Ну-ну, заметил профессор успокоительно (она так искренне расстроилась, милая, помощница), – день, напротив, удивительный, ведь они совершили чудесную прогулку под дождем и обсудили массу интересных вещей. А сейчас он (к сожалению, должен ее покинуть), а сейчас он приглашает ее пообедать, с удивлением услышал он свой голос, в том ресторане, куда она любит ходить с друзьями.
– Ни за что! – отчеканила Пилар. – Ничем я не заслужила обеда, обманула все ожидания. А сделаем мы вот что: пообедаем у меня. Я утром приготовила паэлью с бараниной, а это – ну вы послушайте, послушайте, – и ножкой умоляюще притопнула, – это бабушкино коронное блюдо, и даже моя старшая сестра не умеет его так готовить, как я.
По его настоянию купили к обеду бутылку «Домине Вердеха», поймали такси и поехали к ней домой.
По пути она слегка струхнула от той лихости, с какой потащила профессора в свою норку, и раза три повторяла, чтобы он не удивлялся – ее студия, которую она уже пять лет снимает у собственного дяди, просто отделенная комната его большой квартиры, выходящая во двор… А дворик чудесный – весь оплетен виноградными лозами.
Дворик-то чудесный, а вот дядя – изрядный сукин сын. Это стало ясно с первого взгляда, с первого шага через высокий порог двери, ведущей прямо со двора в полутемную келью, всю в каких-то пеленах, как колыбель для младенца Иисуса, какую здесь выставляют в рождественских беленах, вертепах, по-нашему.
Высокий театрально-бархатный занавес от пола до потолка отделял, судя по кубическим очертаниям, кровать; другой, клеенчатый, ограждал в углу – как выяснилось чуть позже – душевую кабинку с примкнутым к ней вплотную унитазом, так что присесть на него можно было только боком.

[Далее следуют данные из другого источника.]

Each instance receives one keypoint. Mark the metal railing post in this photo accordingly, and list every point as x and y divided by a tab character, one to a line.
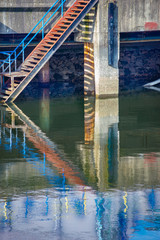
15	61
42	29
9	64
23	52
62	8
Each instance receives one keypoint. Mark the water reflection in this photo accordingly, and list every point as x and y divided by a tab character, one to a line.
99	187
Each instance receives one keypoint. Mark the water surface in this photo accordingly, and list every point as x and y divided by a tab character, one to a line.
77	168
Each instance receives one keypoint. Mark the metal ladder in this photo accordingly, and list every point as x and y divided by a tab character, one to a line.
21	76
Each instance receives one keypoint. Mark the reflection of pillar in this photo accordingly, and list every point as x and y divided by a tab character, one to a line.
44	74
89	85
89	115
106	48
13	119
45	110
106	141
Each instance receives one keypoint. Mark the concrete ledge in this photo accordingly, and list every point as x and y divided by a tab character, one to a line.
106	96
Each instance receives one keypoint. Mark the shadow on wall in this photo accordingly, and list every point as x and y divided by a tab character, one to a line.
5	29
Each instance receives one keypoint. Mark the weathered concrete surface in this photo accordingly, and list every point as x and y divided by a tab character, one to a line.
139	15
138	65
106	77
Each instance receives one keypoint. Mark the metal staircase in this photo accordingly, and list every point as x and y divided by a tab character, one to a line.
18	79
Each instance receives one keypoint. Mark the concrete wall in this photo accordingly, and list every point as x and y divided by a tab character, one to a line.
139	15
20	16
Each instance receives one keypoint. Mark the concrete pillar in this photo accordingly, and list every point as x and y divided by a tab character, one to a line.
106	48
89	119
89	79
44	74
106	141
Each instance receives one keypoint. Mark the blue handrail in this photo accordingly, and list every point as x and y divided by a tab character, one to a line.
14	55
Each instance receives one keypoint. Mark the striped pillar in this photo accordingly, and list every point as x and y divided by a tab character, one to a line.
89	84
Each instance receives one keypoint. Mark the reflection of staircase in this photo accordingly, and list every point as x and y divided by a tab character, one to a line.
18	80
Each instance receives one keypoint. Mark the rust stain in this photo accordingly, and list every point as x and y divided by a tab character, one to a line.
151	26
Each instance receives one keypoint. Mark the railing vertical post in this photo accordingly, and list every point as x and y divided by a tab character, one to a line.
23	52
62	8
1	81
42	29
12	83
15	61
9	64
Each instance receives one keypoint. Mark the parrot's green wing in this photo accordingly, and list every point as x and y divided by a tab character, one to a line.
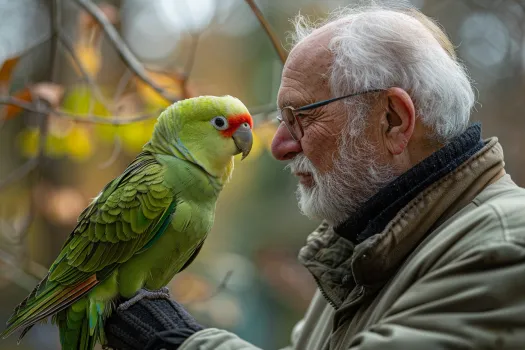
129	214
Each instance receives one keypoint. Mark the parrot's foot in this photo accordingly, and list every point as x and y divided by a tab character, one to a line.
162	293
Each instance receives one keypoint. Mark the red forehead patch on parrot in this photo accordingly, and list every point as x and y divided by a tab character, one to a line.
235	121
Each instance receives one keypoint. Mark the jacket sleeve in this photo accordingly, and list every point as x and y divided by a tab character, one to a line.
216	339
474	302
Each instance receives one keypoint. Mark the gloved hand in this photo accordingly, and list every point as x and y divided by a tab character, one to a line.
149	321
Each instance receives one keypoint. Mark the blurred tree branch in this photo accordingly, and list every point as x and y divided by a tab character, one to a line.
268	29
123	50
82	118
89	80
46	108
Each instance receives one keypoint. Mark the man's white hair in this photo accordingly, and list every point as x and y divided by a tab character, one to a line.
391	44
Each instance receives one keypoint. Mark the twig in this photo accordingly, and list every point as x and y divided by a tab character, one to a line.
190	62
85	75
122	84
268	29
114	155
82	118
123	50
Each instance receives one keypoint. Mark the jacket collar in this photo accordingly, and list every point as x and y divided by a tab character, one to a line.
338	265
373	216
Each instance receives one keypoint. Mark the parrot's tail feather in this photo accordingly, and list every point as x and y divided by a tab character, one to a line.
44	303
75	332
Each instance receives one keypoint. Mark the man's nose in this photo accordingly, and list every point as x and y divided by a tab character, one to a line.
284	147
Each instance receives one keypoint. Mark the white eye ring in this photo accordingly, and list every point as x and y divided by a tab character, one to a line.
220	123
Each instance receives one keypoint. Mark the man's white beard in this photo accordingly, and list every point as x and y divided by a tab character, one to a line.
356	176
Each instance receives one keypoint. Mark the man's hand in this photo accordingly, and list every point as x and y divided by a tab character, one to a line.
149	321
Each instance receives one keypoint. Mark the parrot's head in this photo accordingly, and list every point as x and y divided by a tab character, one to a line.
207	130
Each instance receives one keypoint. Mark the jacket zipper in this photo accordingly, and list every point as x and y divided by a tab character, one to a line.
324	294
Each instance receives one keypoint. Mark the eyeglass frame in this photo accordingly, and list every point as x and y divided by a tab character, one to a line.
313	106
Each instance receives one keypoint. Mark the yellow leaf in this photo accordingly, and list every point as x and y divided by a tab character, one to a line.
134	136
78	143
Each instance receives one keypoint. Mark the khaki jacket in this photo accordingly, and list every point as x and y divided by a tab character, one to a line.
448	272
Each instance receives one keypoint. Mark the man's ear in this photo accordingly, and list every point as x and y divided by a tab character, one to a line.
400	121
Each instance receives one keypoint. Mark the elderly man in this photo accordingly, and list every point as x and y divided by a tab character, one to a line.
423	240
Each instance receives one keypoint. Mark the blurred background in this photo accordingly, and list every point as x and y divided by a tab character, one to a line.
246	278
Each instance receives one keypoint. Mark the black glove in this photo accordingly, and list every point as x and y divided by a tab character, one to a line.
149	321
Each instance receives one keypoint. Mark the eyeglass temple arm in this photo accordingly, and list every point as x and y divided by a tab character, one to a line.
323	103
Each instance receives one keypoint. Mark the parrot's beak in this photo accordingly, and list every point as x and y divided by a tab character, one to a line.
243	139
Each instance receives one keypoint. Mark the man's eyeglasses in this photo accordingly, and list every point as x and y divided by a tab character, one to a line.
289	117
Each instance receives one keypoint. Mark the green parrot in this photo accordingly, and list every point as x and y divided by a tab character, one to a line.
145	225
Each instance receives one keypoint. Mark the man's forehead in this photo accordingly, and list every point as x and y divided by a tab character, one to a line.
312	51
308	65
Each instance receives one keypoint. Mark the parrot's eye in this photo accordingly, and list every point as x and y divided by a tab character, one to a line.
220	123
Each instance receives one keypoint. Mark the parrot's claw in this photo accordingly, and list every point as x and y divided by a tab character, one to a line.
162	293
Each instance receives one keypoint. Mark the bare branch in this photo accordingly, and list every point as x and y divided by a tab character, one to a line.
268	29
190	62
85	75
82	118
123	50
114	155
122	84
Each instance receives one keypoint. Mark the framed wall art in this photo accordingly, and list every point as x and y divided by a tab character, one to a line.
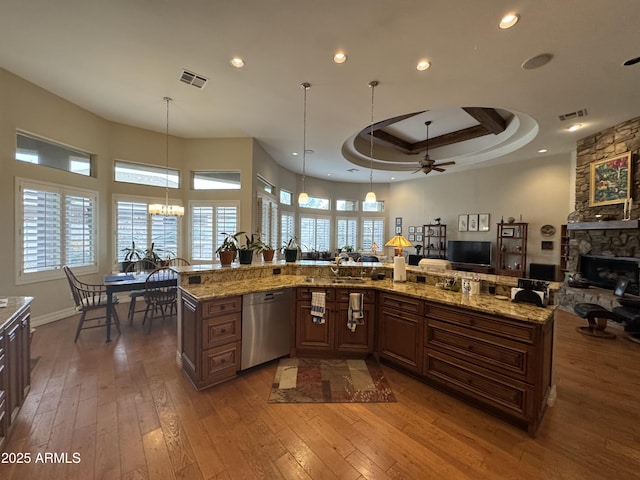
483	222
610	180
473	222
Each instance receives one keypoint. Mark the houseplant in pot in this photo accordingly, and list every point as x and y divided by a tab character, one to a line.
227	250
290	250
246	248
131	254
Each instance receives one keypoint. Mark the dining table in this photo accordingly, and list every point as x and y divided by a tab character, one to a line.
127	282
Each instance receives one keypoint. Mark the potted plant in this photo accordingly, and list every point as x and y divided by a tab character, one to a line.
290	250
246	249
151	256
227	250
132	254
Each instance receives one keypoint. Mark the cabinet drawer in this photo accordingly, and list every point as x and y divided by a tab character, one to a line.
507	328
510	396
406	304
220	363
342	294
223	306
304	293
220	330
504	356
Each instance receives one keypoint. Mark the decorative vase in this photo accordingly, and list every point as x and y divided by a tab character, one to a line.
226	257
291	254
267	255
245	257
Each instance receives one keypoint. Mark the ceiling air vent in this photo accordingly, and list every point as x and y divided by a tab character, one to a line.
194	79
573	115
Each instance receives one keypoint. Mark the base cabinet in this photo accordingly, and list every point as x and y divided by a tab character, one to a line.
15	365
501	364
400	331
333	336
211	339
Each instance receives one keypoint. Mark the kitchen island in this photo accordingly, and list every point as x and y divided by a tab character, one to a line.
488	351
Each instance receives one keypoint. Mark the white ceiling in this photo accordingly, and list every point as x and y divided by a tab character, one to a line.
119	58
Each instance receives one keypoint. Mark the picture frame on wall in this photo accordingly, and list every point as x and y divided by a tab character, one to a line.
610	180
473	222
483	222
462	223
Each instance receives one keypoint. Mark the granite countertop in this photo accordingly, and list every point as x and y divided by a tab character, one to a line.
14	305
480	303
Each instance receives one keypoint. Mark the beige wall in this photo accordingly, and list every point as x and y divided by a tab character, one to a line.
537	189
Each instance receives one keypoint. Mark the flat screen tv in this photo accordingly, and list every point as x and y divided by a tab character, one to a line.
463	251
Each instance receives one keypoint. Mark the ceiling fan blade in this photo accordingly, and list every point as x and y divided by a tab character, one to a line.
444	164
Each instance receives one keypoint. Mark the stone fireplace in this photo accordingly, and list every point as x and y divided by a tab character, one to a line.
611	245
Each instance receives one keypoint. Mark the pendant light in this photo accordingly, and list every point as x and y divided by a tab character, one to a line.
303	198
371	195
166	210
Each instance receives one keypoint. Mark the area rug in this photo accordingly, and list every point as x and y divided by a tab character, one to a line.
307	380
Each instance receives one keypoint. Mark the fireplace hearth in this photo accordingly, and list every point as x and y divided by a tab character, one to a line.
605	271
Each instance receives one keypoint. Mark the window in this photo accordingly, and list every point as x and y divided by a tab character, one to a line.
216	180
56	227
208	221
347	205
372	232
35	150
285	197
287	227
134	224
315	233
346	232
140	174
319	203
268	221
265	186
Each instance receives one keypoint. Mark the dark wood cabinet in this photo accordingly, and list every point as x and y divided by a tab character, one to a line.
333	336
15	362
400	330
211	339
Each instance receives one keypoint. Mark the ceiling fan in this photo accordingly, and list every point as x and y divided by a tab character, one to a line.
426	164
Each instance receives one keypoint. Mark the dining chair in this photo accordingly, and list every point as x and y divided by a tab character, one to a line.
161	300
137	268
90	298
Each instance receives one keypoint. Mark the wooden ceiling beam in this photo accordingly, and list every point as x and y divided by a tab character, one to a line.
489	118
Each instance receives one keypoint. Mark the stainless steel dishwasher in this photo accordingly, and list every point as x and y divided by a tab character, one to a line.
266	322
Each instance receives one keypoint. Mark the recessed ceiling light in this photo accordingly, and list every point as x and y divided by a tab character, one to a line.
537	61
423	65
509	20
340	57
237	62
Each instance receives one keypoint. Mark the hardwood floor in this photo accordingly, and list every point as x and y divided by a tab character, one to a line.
129	412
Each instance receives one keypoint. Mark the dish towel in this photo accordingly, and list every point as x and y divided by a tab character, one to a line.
355	315
317	307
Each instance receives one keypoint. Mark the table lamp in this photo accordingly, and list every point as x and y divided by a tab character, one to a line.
398	242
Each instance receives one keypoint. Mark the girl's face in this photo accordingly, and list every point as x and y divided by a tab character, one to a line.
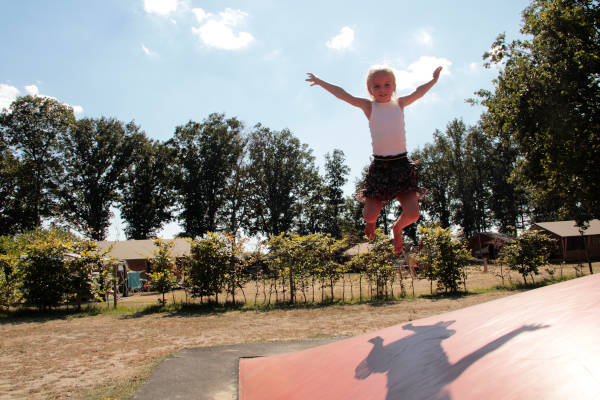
382	86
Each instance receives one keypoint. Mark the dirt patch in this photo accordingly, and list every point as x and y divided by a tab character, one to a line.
65	358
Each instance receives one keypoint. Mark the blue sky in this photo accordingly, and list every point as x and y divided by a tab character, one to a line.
165	62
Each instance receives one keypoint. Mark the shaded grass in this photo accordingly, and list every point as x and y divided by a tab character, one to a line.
26	314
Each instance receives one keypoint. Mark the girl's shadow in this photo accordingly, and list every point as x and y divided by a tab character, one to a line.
417	366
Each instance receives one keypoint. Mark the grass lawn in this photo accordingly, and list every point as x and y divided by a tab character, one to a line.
105	353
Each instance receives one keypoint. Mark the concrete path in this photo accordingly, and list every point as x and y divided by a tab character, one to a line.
211	373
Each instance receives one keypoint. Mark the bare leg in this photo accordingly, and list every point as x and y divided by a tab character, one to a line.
410	214
370	213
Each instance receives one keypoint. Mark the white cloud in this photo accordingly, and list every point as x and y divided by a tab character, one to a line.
343	40
147	51
420	71
218	30
424	37
200	14
8	94
160	7
32	90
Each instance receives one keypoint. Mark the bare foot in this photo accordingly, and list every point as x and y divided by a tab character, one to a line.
370	231
398	241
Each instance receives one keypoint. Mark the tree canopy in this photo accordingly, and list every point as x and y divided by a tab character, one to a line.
546	100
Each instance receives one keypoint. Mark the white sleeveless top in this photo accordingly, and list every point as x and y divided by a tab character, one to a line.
388	136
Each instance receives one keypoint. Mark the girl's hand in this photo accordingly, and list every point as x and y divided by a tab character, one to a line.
313	79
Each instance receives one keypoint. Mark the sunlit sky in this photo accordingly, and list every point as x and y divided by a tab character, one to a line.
165	62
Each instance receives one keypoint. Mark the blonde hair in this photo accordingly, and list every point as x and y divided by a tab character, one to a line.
378	69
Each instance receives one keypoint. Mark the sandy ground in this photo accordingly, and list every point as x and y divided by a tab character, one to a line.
73	357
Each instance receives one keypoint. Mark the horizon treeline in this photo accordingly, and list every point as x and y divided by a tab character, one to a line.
533	155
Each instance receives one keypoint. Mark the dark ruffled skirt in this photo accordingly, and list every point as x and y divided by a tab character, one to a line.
389	176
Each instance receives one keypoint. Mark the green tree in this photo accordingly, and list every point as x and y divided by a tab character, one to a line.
436	175
444	256
10	273
31	129
13	208
508	202
378	264
528	252
336	173
96	154
279	166
209	261
207	153
234	214
478	149
162	266
147	190
546	99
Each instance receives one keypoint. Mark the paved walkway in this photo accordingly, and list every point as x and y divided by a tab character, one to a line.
210	373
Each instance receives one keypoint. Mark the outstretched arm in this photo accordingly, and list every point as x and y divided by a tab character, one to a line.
421	90
341	94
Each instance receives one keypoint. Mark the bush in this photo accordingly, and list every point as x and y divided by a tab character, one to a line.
444	257
162	264
527	253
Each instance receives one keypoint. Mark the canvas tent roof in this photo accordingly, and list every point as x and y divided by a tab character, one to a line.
568	228
138	249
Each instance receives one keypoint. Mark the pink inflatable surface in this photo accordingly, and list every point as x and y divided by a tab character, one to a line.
540	344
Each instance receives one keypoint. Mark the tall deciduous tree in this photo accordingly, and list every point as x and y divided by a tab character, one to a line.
546	99
436	175
279	166
336	173
207	153
31	129
147	193
96	154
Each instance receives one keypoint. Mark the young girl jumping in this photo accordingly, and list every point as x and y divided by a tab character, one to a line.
391	174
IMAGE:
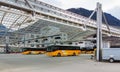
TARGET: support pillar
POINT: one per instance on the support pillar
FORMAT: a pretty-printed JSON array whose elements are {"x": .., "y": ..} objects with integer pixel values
[{"x": 99, "y": 32}]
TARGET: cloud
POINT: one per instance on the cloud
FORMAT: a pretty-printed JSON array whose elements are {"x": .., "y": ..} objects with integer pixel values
[
  {"x": 115, "y": 12},
  {"x": 110, "y": 6}
]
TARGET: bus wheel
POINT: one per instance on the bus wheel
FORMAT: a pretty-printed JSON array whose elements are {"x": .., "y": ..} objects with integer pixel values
[
  {"x": 58, "y": 55},
  {"x": 74, "y": 54}
]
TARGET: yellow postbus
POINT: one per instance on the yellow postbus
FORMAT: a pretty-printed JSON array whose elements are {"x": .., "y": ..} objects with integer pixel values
[
  {"x": 27, "y": 51},
  {"x": 58, "y": 50},
  {"x": 87, "y": 50}
]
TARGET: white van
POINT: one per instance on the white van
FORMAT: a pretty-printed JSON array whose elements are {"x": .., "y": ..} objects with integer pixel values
[{"x": 111, "y": 54}]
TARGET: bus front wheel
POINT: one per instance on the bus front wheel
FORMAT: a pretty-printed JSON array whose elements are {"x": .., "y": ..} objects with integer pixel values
[
  {"x": 74, "y": 54},
  {"x": 58, "y": 55}
]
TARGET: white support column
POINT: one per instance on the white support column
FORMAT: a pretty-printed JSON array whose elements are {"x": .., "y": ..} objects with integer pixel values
[{"x": 99, "y": 31}]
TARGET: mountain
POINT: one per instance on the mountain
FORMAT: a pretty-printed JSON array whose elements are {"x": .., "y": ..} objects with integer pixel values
[
  {"x": 84, "y": 12},
  {"x": 3, "y": 30}
]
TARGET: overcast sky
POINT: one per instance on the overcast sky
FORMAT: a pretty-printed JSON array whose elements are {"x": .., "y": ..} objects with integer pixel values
[{"x": 109, "y": 6}]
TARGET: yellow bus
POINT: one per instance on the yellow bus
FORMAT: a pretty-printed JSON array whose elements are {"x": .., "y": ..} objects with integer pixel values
[
  {"x": 27, "y": 51},
  {"x": 58, "y": 50},
  {"x": 87, "y": 50}
]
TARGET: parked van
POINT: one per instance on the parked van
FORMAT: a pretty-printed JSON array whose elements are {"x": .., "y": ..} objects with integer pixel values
[{"x": 111, "y": 54}]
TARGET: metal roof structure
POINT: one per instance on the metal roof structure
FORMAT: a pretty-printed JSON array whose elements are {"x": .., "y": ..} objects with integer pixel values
[{"x": 29, "y": 16}]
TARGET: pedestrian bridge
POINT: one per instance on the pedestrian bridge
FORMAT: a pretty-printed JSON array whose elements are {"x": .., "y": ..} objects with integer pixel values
[{"x": 29, "y": 16}]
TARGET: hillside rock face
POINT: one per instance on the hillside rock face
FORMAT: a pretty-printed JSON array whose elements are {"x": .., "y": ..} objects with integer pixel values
[{"x": 84, "y": 12}]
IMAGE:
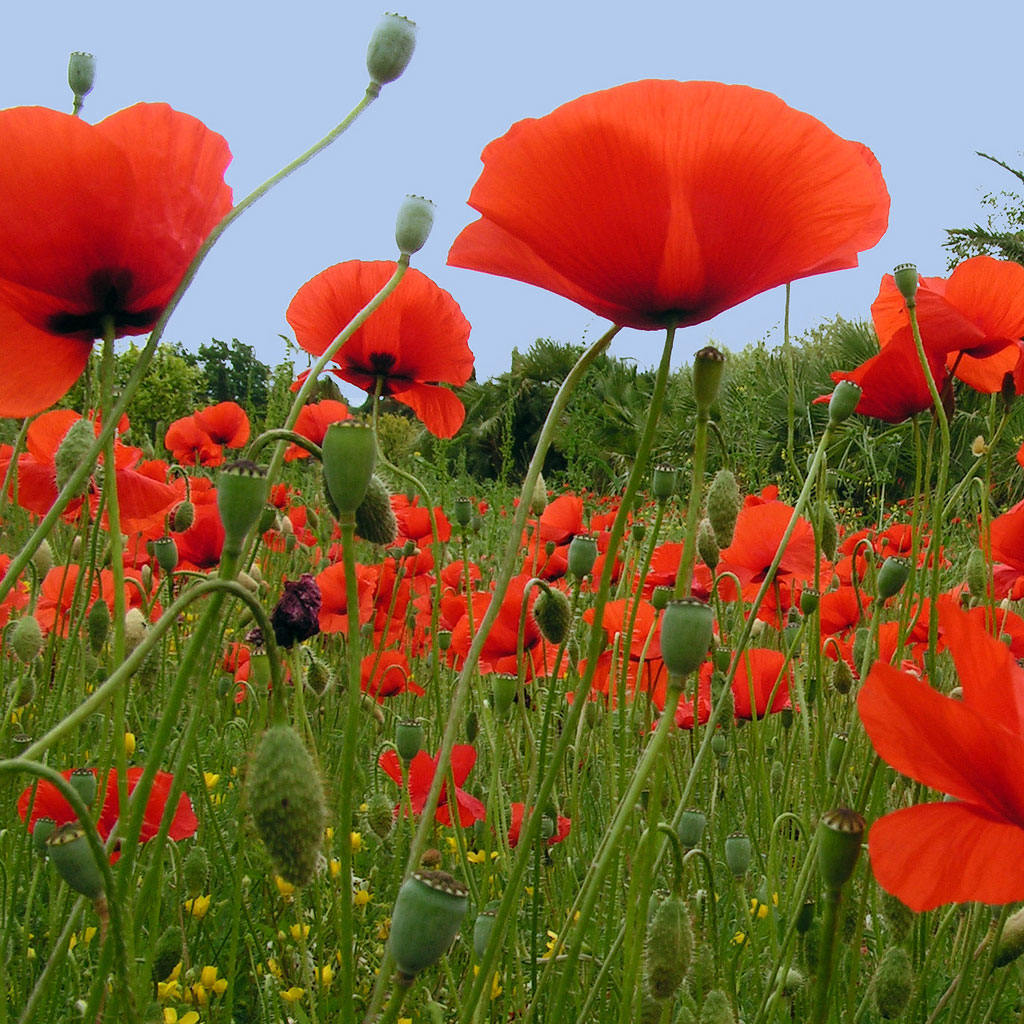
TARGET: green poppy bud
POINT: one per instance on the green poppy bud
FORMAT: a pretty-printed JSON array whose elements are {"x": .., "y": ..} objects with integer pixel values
[
  {"x": 74, "y": 859},
  {"x": 709, "y": 364},
  {"x": 723, "y": 506},
  {"x": 844, "y": 401},
  {"x": 840, "y": 836},
  {"x": 390, "y": 49},
  {"x": 349, "y": 457},
  {"x": 737, "y": 853},
  {"x": 687, "y": 628},
  {"x": 242, "y": 491},
  {"x": 893, "y": 982},
  {"x": 892, "y": 576},
  {"x": 583, "y": 554},
  {"x": 906, "y": 280},
  {"x": 286, "y": 798},
  {"x": 425, "y": 921},
  {"x": 409, "y": 737},
  {"x": 416, "y": 217}
]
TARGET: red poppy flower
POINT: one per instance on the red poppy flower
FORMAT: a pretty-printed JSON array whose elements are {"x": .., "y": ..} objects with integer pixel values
[
  {"x": 96, "y": 222},
  {"x": 515, "y": 826},
  {"x": 421, "y": 777},
  {"x": 969, "y": 849},
  {"x": 659, "y": 202},
  {"x": 414, "y": 343},
  {"x": 47, "y": 802}
]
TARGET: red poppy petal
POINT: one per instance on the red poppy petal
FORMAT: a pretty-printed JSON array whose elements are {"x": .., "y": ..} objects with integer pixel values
[{"x": 947, "y": 853}]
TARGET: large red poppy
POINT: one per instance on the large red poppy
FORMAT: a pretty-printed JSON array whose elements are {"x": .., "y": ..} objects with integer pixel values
[
  {"x": 96, "y": 222},
  {"x": 969, "y": 849},
  {"x": 416, "y": 342},
  {"x": 660, "y": 201}
]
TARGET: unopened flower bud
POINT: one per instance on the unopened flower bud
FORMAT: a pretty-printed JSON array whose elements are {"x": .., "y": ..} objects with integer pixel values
[
  {"x": 416, "y": 217},
  {"x": 390, "y": 48}
]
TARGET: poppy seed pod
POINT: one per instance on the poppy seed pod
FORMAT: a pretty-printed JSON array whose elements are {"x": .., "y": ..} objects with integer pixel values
[
  {"x": 583, "y": 554},
  {"x": 349, "y": 458},
  {"x": 409, "y": 737},
  {"x": 242, "y": 488},
  {"x": 709, "y": 365},
  {"x": 390, "y": 48},
  {"x": 906, "y": 280},
  {"x": 737, "y": 853},
  {"x": 687, "y": 628},
  {"x": 416, "y": 218},
  {"x": 840, "y": 836},
  {"x": 844, "y": 401},
  {"x": 81, "y": 74},
  {"x": 74, "y": 859},
  {"x": 892, "y": 576},
  {"x": 425, "y": 921}
]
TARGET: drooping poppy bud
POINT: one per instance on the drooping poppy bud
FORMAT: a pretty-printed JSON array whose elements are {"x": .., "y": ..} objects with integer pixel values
[
  {"x": 390, "y": 48},
  {"x": 425, "y": 921},
  {"x": 840, "y": 836}
]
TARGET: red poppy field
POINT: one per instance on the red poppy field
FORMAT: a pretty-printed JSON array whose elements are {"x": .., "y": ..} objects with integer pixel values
[{"x": 597, "y": 694}]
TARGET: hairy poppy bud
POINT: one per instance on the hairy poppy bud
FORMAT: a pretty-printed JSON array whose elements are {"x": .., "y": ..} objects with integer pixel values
[
  {"x": 893, "y": 982},
  {"x": 844, "y": 400},
  {"x": 349, "y": 457},
  {"x": 669, "y": 948},
  {"x": 905, "y": 276},
  {"x": 723, "y": 506},
  {"x": 416, "y": 217},
  {"x": 425, "y": 921},
  {"x": 375, "y": 520},
  {"x": 286, "y": 798},
  {"x": 840, "y": 835},
  {"x": 709, "y": 365},
  {"x": 75, "y": 861},
  {"x": 242, "y": 491},
  {"x": 27, "y": 638},
  {"x": 296, "y": 615},
  {"x": 583, "y": 554},
  {"x": 81, "y": 74},
  {"x": 390, "y": 48},
  {"x": 686, "y": 634},
  {"x": 553, "y": 615},
  {"x": 892, "y": 576}
]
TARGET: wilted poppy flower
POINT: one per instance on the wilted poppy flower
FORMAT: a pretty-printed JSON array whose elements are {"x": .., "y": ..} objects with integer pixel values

Кроме того, бережливый и хитроумный дядя умудрился втиснуть в комнату мини-холодильник, газовую плитку, три навесных кухонных шкафчика, столик с двумя табуретами, тумбочку с телевизором, торшер… и еще по мелочам, между которыми оставалось только лавировать с недюжинной конькобежной сноровкой.
– У вас тут очаровательно… – проговорил он, оглядываясь и косясь на торжественные складки мрачного синего бархата слева от локтя. – А… там?
– Кровать, – отозвалась Пилар, которая, оказавшись дома, немедленно принялась с привычной ловкостью одновременно разогревать паэлью, резать салат, ставить чайник на конфорку и совершать еще множество каких-то мелких хозяйственных передвижений.
– Судя по скрытым объемам, – одобрительно заметил он, – это королевский альков.
Она рассмеялась.
– Почти. Бабушкино наследство. Занимает полкомнаты, страшно мешает жить, но духу не хватает продать: на этой кровати родилась моя мама, а она рано погибла.
– Когда? – быстро спросил он.
– Мне было тринадцать.
– И мне! – сказал он.
Она развернулась к нему, и несколько мгновений они глядели друг на друга новыми глазами – давних сирот, почти родственников.
– А знаешь, – сказал он, – у нас в городке на Украине, в доме моего дяди, – у меня тоже был хитроумный дядя, – ванна помещалась в кухне, в шкафу.
Она недоверчиво прыснула:
– Это как?
– А вот так: разделочная доска кухонного шкафа откидывалась, как крышка саркофага, внутри которого утоплена короткая оцинкованная ванна. Надо было только очень высоко поднимать ноги, чтобы… почему ты смеешься?
– О, нет… буэно![23]23
Буэно! – восклицание – «здорово!», «ничего себе!» (исп.)
[Закрыть] я даже представить не могу… Как это выглядело – задирать ноги?
– Сейчас покажу, не смейся… Вот, представь, что это стол… сюда подставляется скамеечка…
Он поднялся, с намерением изобразить наглядным образом, как в детстве в несколько приемов забирался в потайную кухонную ванну, зацепился каблуком о подол альковной завесы, поскользнулся на нем и, неловко потянув на себя все театральное великолепие кулис, рухнул навзничь на кровать, раскинув руки.
Открылись декорации – правда, в перевернутом виде.
На стене над ним висело распятие, а по бокам толстенными витыми свечами стояли монументальные столбы изголовья королевского ложа.
Сначала Пилар хохотала над его псевдотрагической неподвижностью, видимо ожидая, что он немедленно поднимется и станет, рассыпаясь в извинениях и шутках, вешать занавес… Потом затихла, приблизилась, как-то разом посерьезнев. И он, опрокинутый навзничь, по-прежнему не шевелясь, без улыбки смотрел на нее, раскинув неподвижные объятия.
Никогда в жизни не делал он первого шага, совершенно уверенный, что женщина должна подать знак. В разные моменты жизни и у разных женщин это были разные знаки: растерянная улыбка, сошедшиеся в гневе, но странно трепещущие брови, краткая заминка перед категорическим «нет!», наконец, вот такое молчание, которое, впрочем, под этим распятием, тоже могло означать все, что угодно.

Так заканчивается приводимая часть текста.